Our OLS linear regression model, lm1, yielded a decent fit for our data, generally satisfying the assumptions of OLS linear regression, or coming close.
- The model explained 67% of the variance in used car selling prices, using the highly significant predictor variables year, fuel type, transmission type and owner type.
- The model is prone to underpredicting the price of most higher-priced cars, especially those with selling prices in millions.

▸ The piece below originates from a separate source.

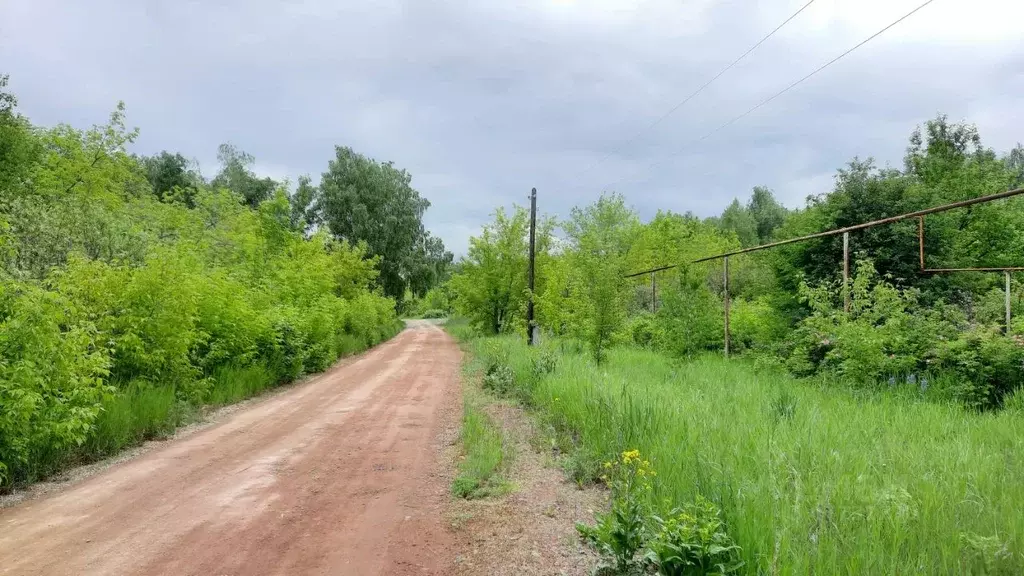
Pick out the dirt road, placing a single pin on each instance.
(337, 476)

Our BLR model, blr1, yielded average estimates for model parameters and average predictions close to those of lm1.
- However, we were able to get a better understanding of the uncertainty in our model, thanks to the posterior distributions generated by blr1.
- blr1 identified transmission type as the predictor with the strongest unit effect on selling price, while the coefficient for year had the lowest uncertainty, and the coefficient for third owner type had the highest uncertainty.
- The posterior predictive distributions from our model, just like the original selling price variable, follow a very right-skewed distribution, with large outliers.
Overall, both models confirmed the predictor variables used as very significant predictors of selling price, but the overall predictions can be very inaccurate, especially for higher priced cars.
- Since we would expect different price dynamics for different segments of cars, removing the high-priced segment and predicting the prices of “ordinary” cars is likely to yield more accurate predictions.
- However, with less data points for the model, we can expect a lower amount of variance explained. There are likely other significant factors at play in used car prices, and without bringing them into our model, we can’t improve our predictions by a lot.